The now famous Higgs boson (known also as the Higgs particle) is a subatomic particle which was first described theoretically (as part of a mechanism which was initially referred to as the Higgs Mechanism and is now called the Higgs Field) in the 1960s by English theoretical physicist Peter Higgs (b 1929) and (independently) by a number of others. The Higgs Field was “invented” because without its operation there was no way to account for the mass of bosons (one of two types of particles) and while bolting it onto the models physicists use for their calculations, it’s existence wasn’t proved until experiments conducted using the Large Hadron Collider (LHC, a very big particle accelerator) at the Conseil européen pour la recherche nucléaire (CERN; the European Organization for Nuclear Research).

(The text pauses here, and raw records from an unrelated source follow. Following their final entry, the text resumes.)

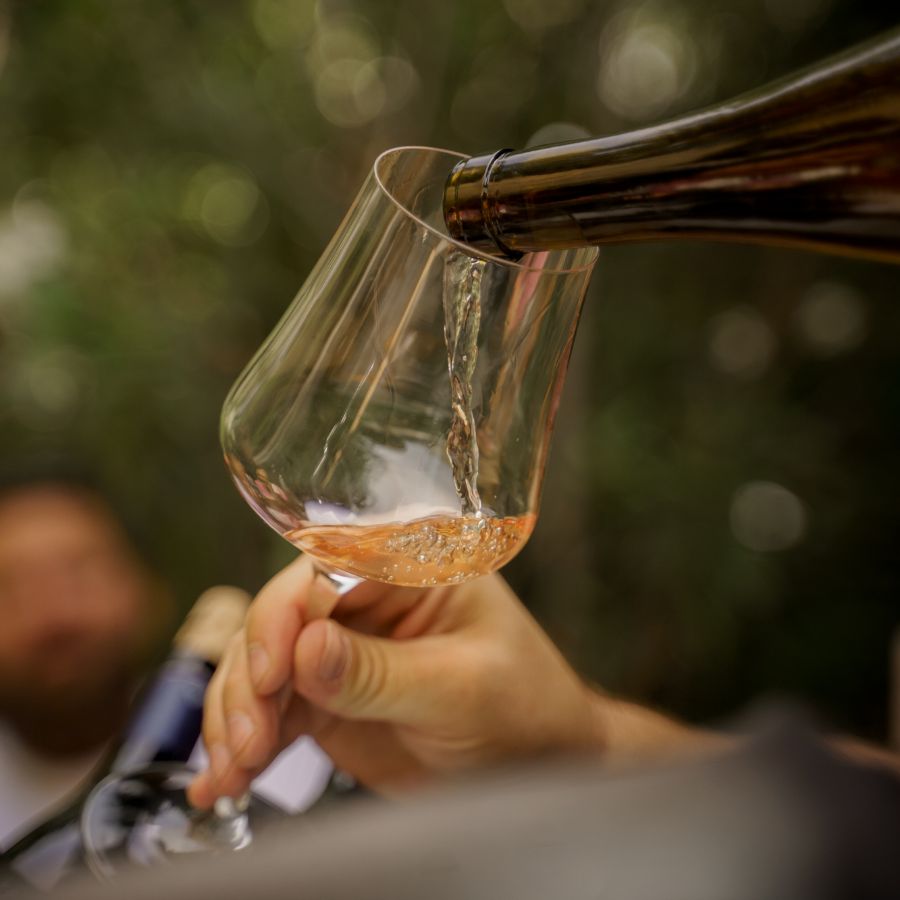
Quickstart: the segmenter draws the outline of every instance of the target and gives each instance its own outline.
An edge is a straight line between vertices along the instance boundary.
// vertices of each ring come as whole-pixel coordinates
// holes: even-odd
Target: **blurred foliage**
[[[0,433],[90,460],[184,602],[291,554],[224,395],[376,154],[602,134],[894,24],[851,0],[0,3]],[[606,687],[879,735],[897,625],[897,271],[604,250],[509,577]]]

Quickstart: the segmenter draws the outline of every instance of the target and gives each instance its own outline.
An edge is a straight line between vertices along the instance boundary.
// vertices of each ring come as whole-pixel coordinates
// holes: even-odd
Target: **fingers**
[[[235,635],[206,691],[203,741],[210,771],[195,781],[189,799],[209,806],[236,797],[281,749],[278,699],[257,696],[247,675],[241,633]]]
[[[336,588],[316,575],[310,557],[301,556],[259,592],[247,614],[247,672],[262,696],[275,693],[291,675],[293,650],[303,624],[331,613]]]
[[[294,687],[340,716],[415,726],[440,709],[452,671],[445,647],[441,637],[392,641],[312,622],[297,640]]]

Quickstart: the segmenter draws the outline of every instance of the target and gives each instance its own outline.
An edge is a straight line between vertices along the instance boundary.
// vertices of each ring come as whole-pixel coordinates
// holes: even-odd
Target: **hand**
[[[260,592],[210,683],[212,768],[189,797],[243,793],[303,734],[378,790],[577,752],[598,742],[595,700],[498,575],[338,597],[301,557]]]

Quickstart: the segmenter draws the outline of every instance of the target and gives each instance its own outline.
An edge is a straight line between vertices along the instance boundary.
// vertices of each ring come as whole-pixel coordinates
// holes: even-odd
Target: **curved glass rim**
[[[494,263],[495,265],[506,266],[511,269],[521,269],[522,271],[526,271],[526,272],[544,273],[547,275],[554,275],[554,274],[555,275],[567,275],[567,274],[574,275],[578,272],[589,271],[590,269],[592,269],[594,267],[594,264],[597,262],[597,257],[600,255],[600,251],[598,250],[597,247],[584,248],[588,251],[588,253],[591,254],[591,256],[590,256],[590,259],[588,260],[588,262],[584,263],[583,265],[558,266],[558,267],[532,266],[532,265],[528,265],[527,263],[517,262],[516,260],[508,259],[505,256],[494,256],[491,253],[485,253],[482,250],[478,250],[475,247],[472,247],[469,244],[466,244],[464,241],[459,241],[456,238],[450,237],[449,234],[446,234],[443,231],[439,231],[433,225],[429,225],[428,222],[426,222],[424,219],[420,219],[415,213],[411,212],[406,206],[404,206],[403,203],[401,203],[397,199],[397,197],[394,196],[394,194],[388,189],[387,185],[382,180],[381,173],[379,172],[379,168],[382,165],[382,161],[385,160],[387,157],[396,156],[397,154],[400,154],[400,153],[405,153],[408,151],[416,151],[416,150],[419,150],[419,151],[426,150],[429,153],[442,153],[445,156],[451,156],[451,157],[454,157],[455,159],[468,159],[469,157],[465,153],[458,153],[455,150],[444,150],[441,147],[425,147],[425,146],[419,146],[419,145],[410,145],[410,146],[403,146],[403,147],[392,147],[389,150],[382,151],[381,153],[378,154],[378,157],[376,158],[375,163],[372,166],[372,174],[375,177],[375,183],[381,189],[382,193],[384,193],[384,195],[391,201],[391,203],[393,203],[394,206],[396,206],[397,209],[399,209],[400,212],[402,212],[407,218],[412,219],[414,222],[417,222],[426,231],[428,231],[430,234],[433,234],[438,240],[443,241],[444,243],[447,243],[447,244],[451,244],[452,246],[461,250],[463,253],[467,254],[468,256],[474,256],[478,259],[487,260],[488,262]],[[577,248],[572,248],[572,249],[577,249]],[[558,255],[564,251],[549,250],[547,252]]]

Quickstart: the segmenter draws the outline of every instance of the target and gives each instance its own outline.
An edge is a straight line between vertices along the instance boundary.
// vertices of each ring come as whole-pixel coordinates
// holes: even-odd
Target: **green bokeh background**
[[[218,411],[378,152],[648,124],[896,22],[850,0],[0,3],[2,459],[90,460],[182,603],[254,590],[293,551],[231,487]],[[602,251],[507,573],[587,677],[695,721],[788,692],[883,736],[898,274]],[[742,513],[759,482],[789,493]]]

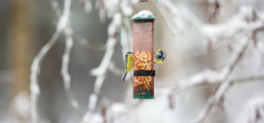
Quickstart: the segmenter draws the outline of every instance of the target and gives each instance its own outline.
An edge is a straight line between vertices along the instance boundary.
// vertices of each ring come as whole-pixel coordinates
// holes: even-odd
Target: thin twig
[[[218,83],[216,89],[210,96],[204,108],[199,113],[197,117],[193,121],[193,123],[202,123],[206,118],[206,116],[211,111],[213,106],[218,101],[226,90],[230,87],[230,81],[228,79],[234,67],[240,59],[246,48],[250,43],[251,39],[248,39],[244,41],[241,44],[240,49],[235,52],[233,58],[229,62],[227,67],[224,68],[225,72],[224,77],[220,82]]]
[[[34,59],[31,65],[30,74],[30,114],[32,121],[33,123],[39,123],[39,115],[37,106],[40,90],[38,85],[38,77],[40,70],[40,66],[43,59],[57,41],[57,39],[61,33],[61,31],[57,30],[53,34],[51,38],[41,49],[38,54]]]
[[[70,22],[69,22],[69,23]],[[81,118],[83,115],[80,110],[78,102],[75,100],[75,98],[71,89],[71,76],[69,72],[70,54],[74,43],[72,38],[73,31],[70,26],[69,26],[65,30],[65,33],[66,34],[66,43],[65,50],[62,57],[61,73],[63,77],[64,89],[70,102],[71,106],[78,116]]]
[[[75,34],[74,34],[73,36],[80,44],[93,49],[104,50],[106,49],[106,46],[105,45],[96,44],[93,43],[84,38],[81,38]]]

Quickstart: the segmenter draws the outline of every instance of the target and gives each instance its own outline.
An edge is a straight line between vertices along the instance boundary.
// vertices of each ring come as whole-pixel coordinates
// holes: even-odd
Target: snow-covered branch
[[[61,73],[63,77],[64,89],[68,97],[71,105],[76,114],[81,118],[83,114],[80,110],[78,102],[74,99],[74,97],[71,90],[71,76],[69,73],[69,62],[70,61],[70,54],[73,45],[72,38],[73,31],[70,26],[70,21],[68,22],[68,26],[65,30],[66,40],[65,50],[62,57]]]
[[[250,37],[251,37],[251,36]],[[230,81],[228,79],[228,77],[250,44],[250,41],[251,40],[251,38],[249,39],[244,39],[244,40],[241,41],[240,47],[234,51],[229,64],[223,69],[222,76],[221,76],[221,78],[219,80],[221,82],[217,85],[214,92],[209,97],[204,107],[200,111],[197,117],[193,121],[193,123],[202,123],[214,105],[218,102],[224,92],[230,87]]]
[[[45,56],[57,41],[60,35],[61,31],[57,30],[48,42],[41,49],[38,55],[35,57],[31,65],[30,75],[30,114],[31,120],[33,123],[39,123],[38,105],[40,90],[38,85],[38,77],[40,70],[40,66]]]
[[[38,97],[40,93],[38,85],[38,77],[41,64],[45,55],[57,42],[57,39],[62,32],[67,27],[70,18],[71,5],[71,0],[64,1],[63,14],[60,18],[56,31],[35,57],[31,65],[30,84],[30,114],[32,121],[34,123],[39,122],[37,109]]]

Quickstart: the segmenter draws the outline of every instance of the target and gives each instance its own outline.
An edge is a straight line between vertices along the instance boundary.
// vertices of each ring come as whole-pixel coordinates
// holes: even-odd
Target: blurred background
[[[167,55],[150,100],[132,99],[133,73],[121,79],[139,1],[0,1],[0,123],[264,123],[264,1],[149,0]]]

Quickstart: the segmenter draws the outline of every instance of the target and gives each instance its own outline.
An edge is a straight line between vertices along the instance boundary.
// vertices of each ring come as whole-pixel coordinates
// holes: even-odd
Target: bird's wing
[[[164,57],[163,57],[162,55],[158,55],[156,56],[156,58],[158,59],[162,60]]]

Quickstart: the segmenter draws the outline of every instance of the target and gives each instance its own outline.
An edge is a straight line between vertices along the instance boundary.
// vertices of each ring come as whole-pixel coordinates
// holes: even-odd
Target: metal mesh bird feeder
[[[153,5],[147,1],[139,2],[135,5],[133,10],[138,3],[146,2],[152,5],[155,11]],[[133,21],[134,35],[133,98],[154,99],[155,73],[153,65],[153,35],[155,19],[157,18],[155,17],[155,13],[153,16],[151,12],[146,10],[133,17],[133,11],[132,17],[130,20]]]

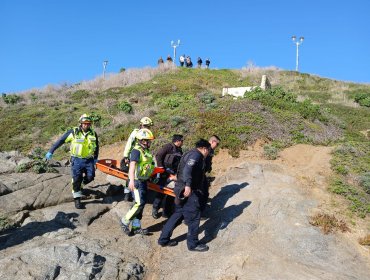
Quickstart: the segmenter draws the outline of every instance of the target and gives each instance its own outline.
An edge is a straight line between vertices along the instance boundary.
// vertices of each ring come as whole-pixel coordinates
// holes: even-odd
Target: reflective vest
[[[147,180],[154,170],[153,156],[149,150],[143,150],[139,144],[135,145],[134,149],[140,152],[140,159],[136,164],[135,180]]]
[[[70,153],[73,157],[93,158],[96,149],[96,136],[93,129],[83,132],[79,127],[68,135],[66,143],[71,142]]]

The formal announcement of the verification of the existence of the Higgs boson (and by implication the field) was made in July 2012, the Nobel Prize in Physic awarded the following year to Higgs and Belgian theoretical physicist François, Baron Englert (born 1932) (technically the field is properly known as the Brout-Englert-Higgs mechanism, noting the contribution of US theoretical physicist Robert Brout (1928-2011).
Inside the Large Hadron Collider (LHC), a high-energy particle collider mounted in a 17 mile (27 km) long tunnel in a loop deep under the Swiss-French border near Geneva.
The boson is associated with the Higgs field, a form of energy which permeates the entire universe and can be conceptualized as part of the universe’s “fabric” although it’s not helpful to visually that literally but particles acquire their mass by interacting with this field, the Higgs boson the quantum excitation of the field. Electrically neutral, the Higgs boson is very short-lived, decaying almost at the point of creation and its very existence can be detected only indirectly by an observation of the particles into which it decays. It took decades to detect because until the LHC was fully operational, a machine capable of sustaining the experiment didn’t exist. However, while the work at CERN is thought proof of the existence of the field but nothing beyond; how or why the field exists and why some particles interact more than others remains unknown.